The impacts of OUD and opioid-involved overdose are known, but less is known about the contexts in which people first misuse opioids—opioid misuse initiation (OMI)—and the motivations for continued misuse. Research has shown differing pathways to opioid misuse (defined as use of prescription opioids in a manner other than directed by a doctor and/or use of illicit opioids)8—from individuals starting with misuse of their own prescriptions, to illicitly using others’ prescriptions, to initiating illicit opioid use.9 The initial illicit opioid source may vary between individuals, with some initiating opioid use through the use of others’ prescription opioids, and others through heroin introduced by peers.911

Individuals may be exposed to opioid use through others who model use or provide easy access to substances. In childhood, situations that promote or support substance use may become adverse childhood experiences which may make later drug use more likely.12 Current literature cites known risk factors for substance use to include early age of initiation, family history, and experience of trauma.1316

Prescription opioid misuse is a risk factor for heroin use10,11,17,18 and, in childhood or early adolescence, is a strong predictor of heroin use onset in adolescence and young adulthood, regardless of race/ethnicity or income group.19 As interventions to improve prescribing practices have made prescription opioids less accessible, heroin has become more prevalent as an initiating illicit opioid.20,21 Contamination of heroin and other substances with fentanyl and fentanyl analogues has created a riskier substance use environment, particularly for the opioid naïve.2023

A review of qualitative studies on prescription opioid misuse describes a “common pathway” from initial opioid exposure and continued use (often for self-medication) to physical dependence and withdrawal symptom avoidance as primary motivations for use, sometimes followed by transition to heroin when prescription drugs become too expensive or inaccessible.9 However, less is known about the circumstances influencing the start of this “common pathway” such as how and why individuals moved from first use to opioid misuse. The objective of this analysis was to better understand the circumstances surrounding initial opioid misuse and continued misuse of opioids in Allegheny County, Pennsylvania through the narratives of individuals with experiences of opioid use disorders from communities with high rates of opioid overdose deaths.

Methods

Study design and sample

This analysis is part of a larger qualitative, rapid-assessment parent study using a descriptive ethnographic approach to understand stakeholder experiences of and perspectives on the opioid crisis in eight Allegheny County, Pennsylvania communities disproportionally impacted by opioid-involved overdose fatalities (“hotspot communities”).2426 The parent study was an applied effort, rooted in a “community health” approach27 where geographic, administrative communities28 were the sites of study where joint action could affect the opioid crisis. As part of the rapid-assessment design, preliminary findings were regularly provided to the study’s leadership team to inform local efforts to address the opioid crisis.

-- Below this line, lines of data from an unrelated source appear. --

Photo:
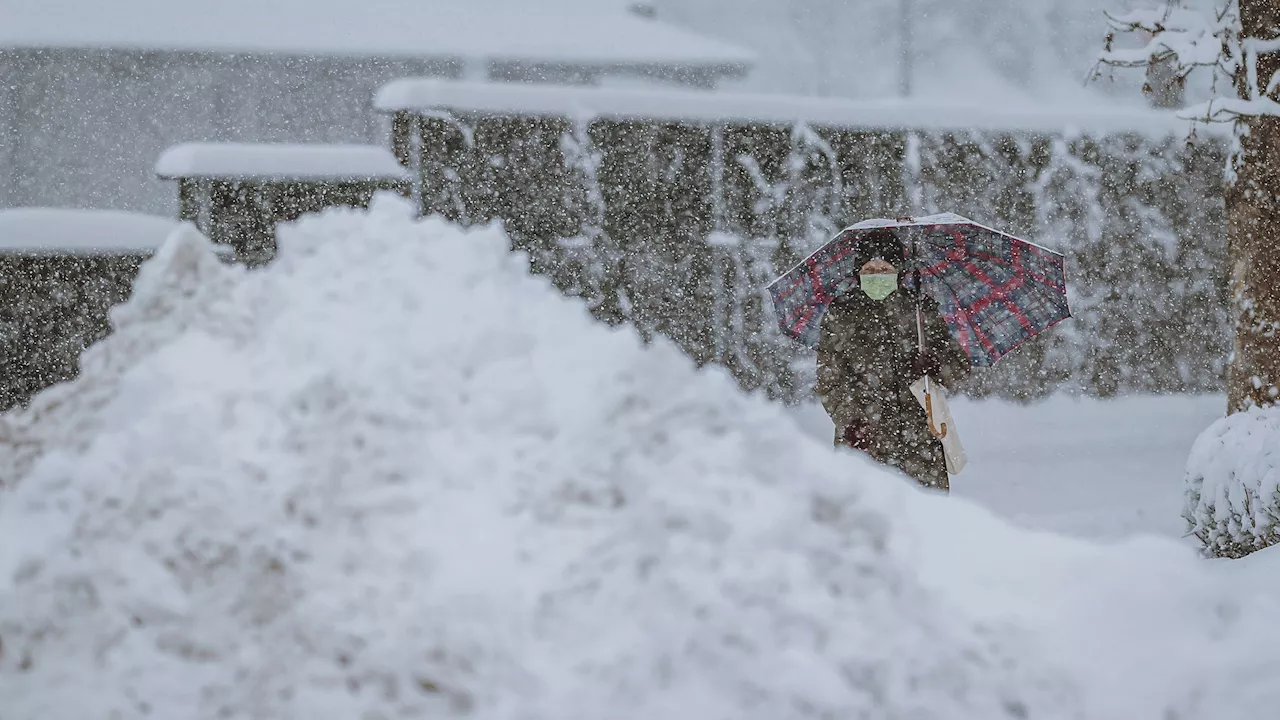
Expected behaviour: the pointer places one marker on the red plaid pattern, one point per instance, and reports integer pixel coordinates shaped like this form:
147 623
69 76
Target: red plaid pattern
995 290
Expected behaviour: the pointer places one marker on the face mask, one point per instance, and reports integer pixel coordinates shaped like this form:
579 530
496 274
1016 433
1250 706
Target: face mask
880 286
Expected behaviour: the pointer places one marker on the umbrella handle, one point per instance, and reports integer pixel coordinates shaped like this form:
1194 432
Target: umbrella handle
940 432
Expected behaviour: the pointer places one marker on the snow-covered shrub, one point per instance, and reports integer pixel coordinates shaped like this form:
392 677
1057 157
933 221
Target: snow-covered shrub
394 475
1233 483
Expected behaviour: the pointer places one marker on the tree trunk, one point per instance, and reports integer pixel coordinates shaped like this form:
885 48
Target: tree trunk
1253 236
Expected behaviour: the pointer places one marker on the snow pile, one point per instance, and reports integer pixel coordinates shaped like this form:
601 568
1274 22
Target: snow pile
1233 483
393 474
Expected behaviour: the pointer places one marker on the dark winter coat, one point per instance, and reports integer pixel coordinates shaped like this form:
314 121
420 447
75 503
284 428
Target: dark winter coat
865 358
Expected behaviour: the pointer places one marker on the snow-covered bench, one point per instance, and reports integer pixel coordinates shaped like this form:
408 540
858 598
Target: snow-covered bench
237 192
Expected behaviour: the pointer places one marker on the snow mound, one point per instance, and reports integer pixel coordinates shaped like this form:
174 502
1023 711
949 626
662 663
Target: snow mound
393 474
1233 483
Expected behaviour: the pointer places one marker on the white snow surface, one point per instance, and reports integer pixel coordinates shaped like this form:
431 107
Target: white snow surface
279 160
90 232
1233 481
586 101
571 31
393 473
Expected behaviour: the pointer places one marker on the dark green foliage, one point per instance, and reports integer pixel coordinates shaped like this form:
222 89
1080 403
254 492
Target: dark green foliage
676 229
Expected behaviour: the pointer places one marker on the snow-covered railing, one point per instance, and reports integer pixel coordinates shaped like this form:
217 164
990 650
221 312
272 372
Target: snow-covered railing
419 95
237 192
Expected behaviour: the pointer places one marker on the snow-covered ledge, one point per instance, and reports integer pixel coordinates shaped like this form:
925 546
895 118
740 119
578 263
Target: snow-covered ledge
278 162
428 95
72 231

The parent study leadership team identified key community stakeholder groups as interview candidates, among them persons who currently or in the past misused opioids. Leadership team members familiar with the communities provided initial community contacts. We utilized chain referral to expand the sample.29 Participants were also recruited through fliers left with community members. Potential participants contacted researchers to schedule interviews, several were unreachable on callback or unable to be scheduled.

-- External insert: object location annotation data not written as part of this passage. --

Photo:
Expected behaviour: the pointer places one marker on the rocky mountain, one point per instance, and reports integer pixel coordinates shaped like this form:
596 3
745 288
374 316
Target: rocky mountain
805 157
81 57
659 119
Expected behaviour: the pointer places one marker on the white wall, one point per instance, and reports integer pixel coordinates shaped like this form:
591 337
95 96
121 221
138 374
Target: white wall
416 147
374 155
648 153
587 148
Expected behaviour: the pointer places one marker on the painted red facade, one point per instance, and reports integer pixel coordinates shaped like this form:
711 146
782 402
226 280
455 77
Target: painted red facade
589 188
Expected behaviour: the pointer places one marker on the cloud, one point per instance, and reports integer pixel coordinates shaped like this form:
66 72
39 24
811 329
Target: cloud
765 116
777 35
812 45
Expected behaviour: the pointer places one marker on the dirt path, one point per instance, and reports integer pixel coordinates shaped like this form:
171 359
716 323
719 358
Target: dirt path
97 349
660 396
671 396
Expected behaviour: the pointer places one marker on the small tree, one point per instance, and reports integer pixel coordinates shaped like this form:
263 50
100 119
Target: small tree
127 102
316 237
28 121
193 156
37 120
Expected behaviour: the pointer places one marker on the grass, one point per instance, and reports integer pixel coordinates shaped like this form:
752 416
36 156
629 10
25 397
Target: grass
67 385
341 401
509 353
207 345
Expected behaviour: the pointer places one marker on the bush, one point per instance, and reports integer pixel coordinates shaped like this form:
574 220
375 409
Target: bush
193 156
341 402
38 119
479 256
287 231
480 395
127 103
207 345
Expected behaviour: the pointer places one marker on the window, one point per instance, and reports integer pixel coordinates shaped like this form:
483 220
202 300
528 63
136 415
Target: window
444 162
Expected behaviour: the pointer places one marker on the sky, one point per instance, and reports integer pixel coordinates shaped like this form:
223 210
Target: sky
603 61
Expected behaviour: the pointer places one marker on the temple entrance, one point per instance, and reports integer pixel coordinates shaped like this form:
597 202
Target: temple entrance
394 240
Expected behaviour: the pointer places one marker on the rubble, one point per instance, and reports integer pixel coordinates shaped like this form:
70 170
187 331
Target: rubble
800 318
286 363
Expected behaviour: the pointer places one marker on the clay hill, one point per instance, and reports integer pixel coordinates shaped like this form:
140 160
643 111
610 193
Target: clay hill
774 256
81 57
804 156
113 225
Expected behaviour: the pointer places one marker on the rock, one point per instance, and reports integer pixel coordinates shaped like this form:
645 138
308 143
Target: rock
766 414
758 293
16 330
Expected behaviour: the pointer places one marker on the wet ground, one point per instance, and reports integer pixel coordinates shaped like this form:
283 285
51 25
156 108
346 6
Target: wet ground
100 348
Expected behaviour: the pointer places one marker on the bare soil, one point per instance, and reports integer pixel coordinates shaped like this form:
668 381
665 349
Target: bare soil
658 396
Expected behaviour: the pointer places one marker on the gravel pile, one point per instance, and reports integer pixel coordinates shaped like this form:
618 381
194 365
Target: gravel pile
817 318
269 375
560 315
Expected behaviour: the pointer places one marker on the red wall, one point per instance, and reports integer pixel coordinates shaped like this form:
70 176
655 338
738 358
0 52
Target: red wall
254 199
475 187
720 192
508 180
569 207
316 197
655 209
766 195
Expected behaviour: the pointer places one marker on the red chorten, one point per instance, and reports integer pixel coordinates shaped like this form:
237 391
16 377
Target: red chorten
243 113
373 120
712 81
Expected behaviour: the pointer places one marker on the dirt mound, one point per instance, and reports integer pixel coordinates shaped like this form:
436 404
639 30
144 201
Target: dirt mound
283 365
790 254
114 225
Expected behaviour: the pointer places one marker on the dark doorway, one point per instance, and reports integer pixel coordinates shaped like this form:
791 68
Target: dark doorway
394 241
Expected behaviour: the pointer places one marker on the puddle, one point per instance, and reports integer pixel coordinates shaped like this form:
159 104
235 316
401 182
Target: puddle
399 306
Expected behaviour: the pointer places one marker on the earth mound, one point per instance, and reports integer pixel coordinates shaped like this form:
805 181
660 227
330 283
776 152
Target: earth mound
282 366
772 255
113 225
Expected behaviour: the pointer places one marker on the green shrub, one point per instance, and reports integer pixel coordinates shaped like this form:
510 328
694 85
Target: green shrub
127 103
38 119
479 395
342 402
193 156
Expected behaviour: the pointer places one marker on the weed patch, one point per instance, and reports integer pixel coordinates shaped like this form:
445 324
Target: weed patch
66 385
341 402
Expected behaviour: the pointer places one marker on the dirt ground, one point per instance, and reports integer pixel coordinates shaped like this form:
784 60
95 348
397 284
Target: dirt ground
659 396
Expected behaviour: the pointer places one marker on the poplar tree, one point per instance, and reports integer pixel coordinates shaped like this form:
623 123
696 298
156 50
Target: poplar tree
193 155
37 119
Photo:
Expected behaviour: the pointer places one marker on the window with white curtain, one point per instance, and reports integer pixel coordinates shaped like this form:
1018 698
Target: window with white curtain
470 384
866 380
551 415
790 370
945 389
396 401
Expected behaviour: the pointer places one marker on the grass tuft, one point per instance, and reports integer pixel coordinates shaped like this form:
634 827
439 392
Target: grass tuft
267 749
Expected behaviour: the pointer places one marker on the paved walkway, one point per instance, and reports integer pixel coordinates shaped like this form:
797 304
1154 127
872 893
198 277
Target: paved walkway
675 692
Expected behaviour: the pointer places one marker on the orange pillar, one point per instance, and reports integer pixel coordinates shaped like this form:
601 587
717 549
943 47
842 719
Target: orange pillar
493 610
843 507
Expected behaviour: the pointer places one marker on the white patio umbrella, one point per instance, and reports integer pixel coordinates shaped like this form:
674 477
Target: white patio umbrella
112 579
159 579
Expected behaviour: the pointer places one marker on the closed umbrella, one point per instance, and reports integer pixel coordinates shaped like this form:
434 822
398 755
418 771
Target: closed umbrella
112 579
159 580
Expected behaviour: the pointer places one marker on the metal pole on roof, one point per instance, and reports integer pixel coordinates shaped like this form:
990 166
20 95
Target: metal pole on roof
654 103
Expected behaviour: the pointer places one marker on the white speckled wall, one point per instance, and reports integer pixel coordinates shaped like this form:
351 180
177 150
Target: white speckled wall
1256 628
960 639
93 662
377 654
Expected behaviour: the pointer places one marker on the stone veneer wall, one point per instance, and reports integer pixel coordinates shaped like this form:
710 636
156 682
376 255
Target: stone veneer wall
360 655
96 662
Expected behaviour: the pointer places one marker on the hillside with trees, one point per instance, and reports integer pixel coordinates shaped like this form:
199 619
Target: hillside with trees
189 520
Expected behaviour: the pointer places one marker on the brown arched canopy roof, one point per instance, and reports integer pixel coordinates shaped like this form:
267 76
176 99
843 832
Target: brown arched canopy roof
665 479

Semi-structured, open-ended interviews included questions and general prompts about the impacts of the opioid crisis on participants, impacts on their communities and their thoughts on approaches to address the crisis. For study participants who currently or previously had misused opioids, narratives of their introduction to opioids and of their opioid misuse and OUD were often their responses to our opening question asking what brought them to participate in the study and what was their connection to the opioid crisis their community. We refined the interview guide such that a prompt to ‘tell us your story’ was included among the questions. The full interview and context of the parent study, however, focused primarily on participants’ perspectives, opinions, and beliefs regarding their community.

We choose not to approach our data analysis with a specific preset theoretical framework as we wanted to avoid assumptions in describing and understanding the nuances and complexities of the impacts of the opioid crisis on individuals and communities.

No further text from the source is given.